The town consists of the following characters: a crooked mayor, Wade (Leon Rippy), who has a lucrative secret private deal going where he stores toxic wastes in the abandoned mine shafts without ever getting the town’s permission and who is now trying to get every unsuspecting landowner to sell out to his silent partner waste toxic company in another of his get-rich-quick schemes; a paranoid black man named Harlan (Doug E. Doug-rapper), who runs a kooky radio program out of his mobile home and rants about assorted conspiracy theories and alien invasions — claiming the government knows about alien visitors but keeps it hidden; the sheriff’s cartoonish goofy deputy, Pete (Rick Overton), who turns every line thrown his way into a dumb stare; a grumpy chain-smoking rep for the abandoned mine, who might be a relative of Chris’, Gladys (Eileen Ryan), who is given no lines for her comedy so she has to make her own comedy by looking silly when found spun in a spider’s web; and the mayor’s dopey, can’t-get-laid but don’t blame me for my stupid moves, dirt bike-riding son, Bret (Matt Czuchry), who is trying his obnoxious hardest to ball the bitchy cock-teasing sheriff’s teenage daughter, Ashley (Scarlett Johansson).

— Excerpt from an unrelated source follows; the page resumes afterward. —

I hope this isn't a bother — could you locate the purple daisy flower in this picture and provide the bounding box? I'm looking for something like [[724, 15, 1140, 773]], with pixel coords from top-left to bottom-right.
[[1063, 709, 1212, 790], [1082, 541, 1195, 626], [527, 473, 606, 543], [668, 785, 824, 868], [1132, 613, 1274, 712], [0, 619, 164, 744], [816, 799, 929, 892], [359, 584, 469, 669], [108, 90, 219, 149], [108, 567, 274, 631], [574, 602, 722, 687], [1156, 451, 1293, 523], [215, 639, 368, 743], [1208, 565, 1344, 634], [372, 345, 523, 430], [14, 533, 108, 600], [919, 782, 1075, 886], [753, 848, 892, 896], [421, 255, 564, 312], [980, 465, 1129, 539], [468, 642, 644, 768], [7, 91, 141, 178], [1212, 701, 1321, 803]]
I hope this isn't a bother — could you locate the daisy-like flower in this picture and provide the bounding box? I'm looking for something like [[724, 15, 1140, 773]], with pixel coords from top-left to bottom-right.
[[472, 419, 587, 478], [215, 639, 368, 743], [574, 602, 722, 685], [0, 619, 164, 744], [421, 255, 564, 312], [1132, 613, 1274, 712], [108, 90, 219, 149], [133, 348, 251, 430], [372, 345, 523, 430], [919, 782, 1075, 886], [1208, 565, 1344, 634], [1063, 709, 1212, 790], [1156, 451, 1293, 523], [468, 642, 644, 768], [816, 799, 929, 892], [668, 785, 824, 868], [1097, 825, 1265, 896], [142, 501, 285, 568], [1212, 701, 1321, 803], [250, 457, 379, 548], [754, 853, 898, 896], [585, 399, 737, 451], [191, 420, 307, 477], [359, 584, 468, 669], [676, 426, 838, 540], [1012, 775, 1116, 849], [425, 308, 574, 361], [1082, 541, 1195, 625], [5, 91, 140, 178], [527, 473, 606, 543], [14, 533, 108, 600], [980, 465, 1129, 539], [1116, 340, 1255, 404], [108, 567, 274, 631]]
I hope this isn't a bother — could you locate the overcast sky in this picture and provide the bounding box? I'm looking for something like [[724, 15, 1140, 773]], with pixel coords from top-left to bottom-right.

Mike is the only one in town who knows about the spiders and what they are up to. The horror film cliché is made light of — “nobody ever listens to the kid;” that is, until they see for themselves and are forced to band together to ward off the mutant spiders.

Despite some good F/X shots of spiders leapfrogging around town while attacking (these shot are repeated throughout until they wear out their welcome), the film is too blah to be anything but awkward in everything it attempts. If there was something more unfunny than the comedy and the unsightly sight gags, that was the attempt to show a romance between the tongue-tied Chris and the self-assured Sam who only needs a faithful stud in her life to continue on with her no-nonsense macho existence. There were no sex scenes, just plenty of shots indicating that even in her cop outfit you can easily see she has big boobs. All the quality screentime was given to the bugs on the prowl, which leads up to the final showdown in the nonviable mall between the crazed spiders and the learning on-the-run proletarians. That scene ended as foolishly full of gas as it begun (Anyhow, didn’t Romero shoot that scene in his “Dawn of the Dead“?). The ones who would shamelessly bring such dreck out as a feature film (it was first shot as a short) are Dean Devlin (producer of “Godzilla“) and Roland Emmerich. They hand-picked Elkayem to direct his original short into a feature film and make them some dough, and the result is a spoof that is creepy and unimaginative.